I call my dissertation “Janabai and her Disciples” because in bhakti usually, it is difficult to differentiate between the saint figure and his/her disciples, a phenomenon which becomes quite evident in the mythology surrounding Janabai. However, Janabai’s case becomes further complex as her discipleship overlaps with her social position as a dasi or a servant. Possibly for this reason—that she served as a dasi, she is associated with the shudra varna, the fourth and last class of Indian social order where the Shudras primarily exist to serve the upper classes such as Brahmans, Kshatriya, and Vaishyas. My research shows that the explicit mention of Janabai as a shudra woman did not happen until the 90s. I suggest that the transposition of the terms dasi and shudra happens as a result of the act of translation, in this case, translation means anuwad or speaking after. In this sense, I refer to every person who engages with Janabai after her time as her disciple.
Further, my research discusses Janabai’s contemporary presence in the domains of social media and the setting of professional performance. In this context, I demonstrate how the boundaries between a student/disciple and a teacher or guru are blurred. I suggest that this is a form of translation in which a disciple becomes their own guru too. Occupying such a dual position–between the ‘source’ and ‘targeted’ culture–is again a role that a translator plays. In Janabai’s case, the practice of such translation becomes further complicated and more like translation as she chose her guru. And yet, the guru may or may not have paid attention to her, quite like the manner in which most translators choose the texts they wish to translate and the text they wish to translate has no cognizance of them. Translation and bhakti both then become purely acts of love and faith.
In thinking about the language of Janabai’s poetry I engage with the idea of untranslatability. Here, I discuss how the subject of her translation is beyond the definition and/or meaning. Her translation stems from longing for her god. Longing assumes absence or distance, quite like her relationship with her guru. This longing is translated through her physical labor which gets translated to her art, her poems, and songs that allow her to transcend the closed space of the domestic and for god to step into her home. This two-way translation or transition in which Janabai and god both undergo a sort of movement from/in their respective spaces suggests Janabai’s aspiration to grow beyond her.
Primarily then, my research engages with the idea of learning in Janabai’s poetry through different modes of translation. It has been my intention to place her in the intellectual tradition, not just the religious one; thus, I have deliberately tried to foreground her persona of a learner, as someone who inspires learning through her own aspirations.

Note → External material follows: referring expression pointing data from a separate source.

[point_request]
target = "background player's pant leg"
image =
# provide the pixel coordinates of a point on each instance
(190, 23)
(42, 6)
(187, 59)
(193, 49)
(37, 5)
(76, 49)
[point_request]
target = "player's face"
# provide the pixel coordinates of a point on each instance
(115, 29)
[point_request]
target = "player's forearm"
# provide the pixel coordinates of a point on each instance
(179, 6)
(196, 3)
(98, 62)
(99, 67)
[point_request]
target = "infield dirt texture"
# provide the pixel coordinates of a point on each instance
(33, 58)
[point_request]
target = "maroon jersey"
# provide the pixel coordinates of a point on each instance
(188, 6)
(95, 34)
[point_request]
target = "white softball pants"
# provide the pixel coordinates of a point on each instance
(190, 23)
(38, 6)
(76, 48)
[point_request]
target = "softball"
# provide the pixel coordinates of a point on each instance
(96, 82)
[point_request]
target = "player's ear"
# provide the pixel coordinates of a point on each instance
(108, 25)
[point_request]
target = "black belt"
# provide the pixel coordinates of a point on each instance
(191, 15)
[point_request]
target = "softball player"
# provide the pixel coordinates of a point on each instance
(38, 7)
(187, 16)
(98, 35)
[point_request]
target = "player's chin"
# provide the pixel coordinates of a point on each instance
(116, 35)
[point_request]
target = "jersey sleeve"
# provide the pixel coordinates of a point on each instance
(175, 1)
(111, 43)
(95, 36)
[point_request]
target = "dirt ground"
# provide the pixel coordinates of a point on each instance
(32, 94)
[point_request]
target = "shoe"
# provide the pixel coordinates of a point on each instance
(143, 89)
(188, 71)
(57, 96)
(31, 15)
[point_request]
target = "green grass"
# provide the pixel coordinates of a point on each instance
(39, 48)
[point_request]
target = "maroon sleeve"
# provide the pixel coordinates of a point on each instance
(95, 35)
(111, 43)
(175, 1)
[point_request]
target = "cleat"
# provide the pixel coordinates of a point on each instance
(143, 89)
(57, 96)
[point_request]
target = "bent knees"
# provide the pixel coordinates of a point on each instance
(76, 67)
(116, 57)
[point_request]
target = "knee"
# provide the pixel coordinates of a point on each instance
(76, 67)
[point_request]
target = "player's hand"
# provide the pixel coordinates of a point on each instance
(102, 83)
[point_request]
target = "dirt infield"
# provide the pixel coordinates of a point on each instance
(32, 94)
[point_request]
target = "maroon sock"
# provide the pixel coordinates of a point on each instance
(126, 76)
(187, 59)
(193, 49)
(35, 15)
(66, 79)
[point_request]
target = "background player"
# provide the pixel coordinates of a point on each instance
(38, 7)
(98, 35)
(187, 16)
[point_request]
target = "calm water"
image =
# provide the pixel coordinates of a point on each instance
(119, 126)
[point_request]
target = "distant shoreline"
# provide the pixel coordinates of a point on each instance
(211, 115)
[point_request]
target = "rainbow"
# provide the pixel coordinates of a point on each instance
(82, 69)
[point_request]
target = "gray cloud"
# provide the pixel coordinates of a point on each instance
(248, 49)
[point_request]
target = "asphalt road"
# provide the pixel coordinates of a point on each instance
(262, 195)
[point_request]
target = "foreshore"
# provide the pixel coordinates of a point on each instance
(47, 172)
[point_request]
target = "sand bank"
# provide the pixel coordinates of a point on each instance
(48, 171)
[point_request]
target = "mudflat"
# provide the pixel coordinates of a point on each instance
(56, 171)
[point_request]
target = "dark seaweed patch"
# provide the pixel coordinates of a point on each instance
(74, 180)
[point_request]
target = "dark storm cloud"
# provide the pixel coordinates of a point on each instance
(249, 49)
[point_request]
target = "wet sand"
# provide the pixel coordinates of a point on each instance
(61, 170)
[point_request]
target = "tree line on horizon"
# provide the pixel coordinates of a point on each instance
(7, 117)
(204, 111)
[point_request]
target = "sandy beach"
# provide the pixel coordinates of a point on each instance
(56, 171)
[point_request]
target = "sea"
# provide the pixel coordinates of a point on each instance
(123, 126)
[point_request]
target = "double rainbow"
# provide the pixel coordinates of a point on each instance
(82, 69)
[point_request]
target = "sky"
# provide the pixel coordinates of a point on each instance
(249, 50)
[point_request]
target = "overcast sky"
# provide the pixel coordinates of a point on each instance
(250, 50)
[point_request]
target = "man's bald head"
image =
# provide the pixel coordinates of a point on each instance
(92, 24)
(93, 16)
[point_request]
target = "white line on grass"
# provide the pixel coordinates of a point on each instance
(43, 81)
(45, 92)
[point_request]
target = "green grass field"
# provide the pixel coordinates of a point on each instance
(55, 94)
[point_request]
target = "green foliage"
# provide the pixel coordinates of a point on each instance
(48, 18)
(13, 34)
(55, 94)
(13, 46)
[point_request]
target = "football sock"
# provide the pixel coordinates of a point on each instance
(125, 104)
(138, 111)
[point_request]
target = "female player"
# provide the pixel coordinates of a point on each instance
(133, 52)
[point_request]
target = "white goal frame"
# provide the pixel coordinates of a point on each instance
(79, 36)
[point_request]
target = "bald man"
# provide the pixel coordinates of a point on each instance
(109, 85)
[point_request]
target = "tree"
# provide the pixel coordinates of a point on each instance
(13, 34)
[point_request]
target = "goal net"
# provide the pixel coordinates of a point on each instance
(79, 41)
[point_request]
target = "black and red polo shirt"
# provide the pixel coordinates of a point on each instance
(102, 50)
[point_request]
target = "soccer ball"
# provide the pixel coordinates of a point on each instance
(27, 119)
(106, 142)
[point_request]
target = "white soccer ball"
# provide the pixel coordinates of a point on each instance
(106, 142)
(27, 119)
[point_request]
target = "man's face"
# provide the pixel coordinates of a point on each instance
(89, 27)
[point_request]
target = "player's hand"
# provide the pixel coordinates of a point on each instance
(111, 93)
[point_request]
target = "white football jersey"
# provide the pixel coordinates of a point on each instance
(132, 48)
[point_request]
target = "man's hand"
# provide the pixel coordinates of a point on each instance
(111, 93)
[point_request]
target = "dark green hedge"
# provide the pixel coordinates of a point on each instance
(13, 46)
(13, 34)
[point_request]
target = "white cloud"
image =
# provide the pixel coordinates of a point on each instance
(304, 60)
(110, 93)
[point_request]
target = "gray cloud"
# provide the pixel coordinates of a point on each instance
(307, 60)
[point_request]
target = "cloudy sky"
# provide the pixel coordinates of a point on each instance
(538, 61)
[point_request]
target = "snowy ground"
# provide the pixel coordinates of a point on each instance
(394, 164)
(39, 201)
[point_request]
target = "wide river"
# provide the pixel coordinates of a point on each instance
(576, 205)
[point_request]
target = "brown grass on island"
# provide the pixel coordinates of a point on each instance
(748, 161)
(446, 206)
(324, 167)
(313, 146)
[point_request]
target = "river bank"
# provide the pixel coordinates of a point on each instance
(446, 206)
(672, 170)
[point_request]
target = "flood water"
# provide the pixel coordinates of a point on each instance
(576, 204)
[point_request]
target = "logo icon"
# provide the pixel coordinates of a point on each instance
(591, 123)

My work and Janabai herself are situated at the intersection of caste, gender, and learning. Janabai is probably the only Shudra woman saint of the Maharashtra Vitthal bhakti tradition. Thus, one of the key contributions my research makes is to place her as an intellectual in the feminist discourse through sustained engagement with her corpus while also juxtaposing translation and bhakti. In that sense, I, along with Janabai, inhabit a space at the intersection of intellectual, embodied, and religious, which all together define spiritual in Janabai’s case.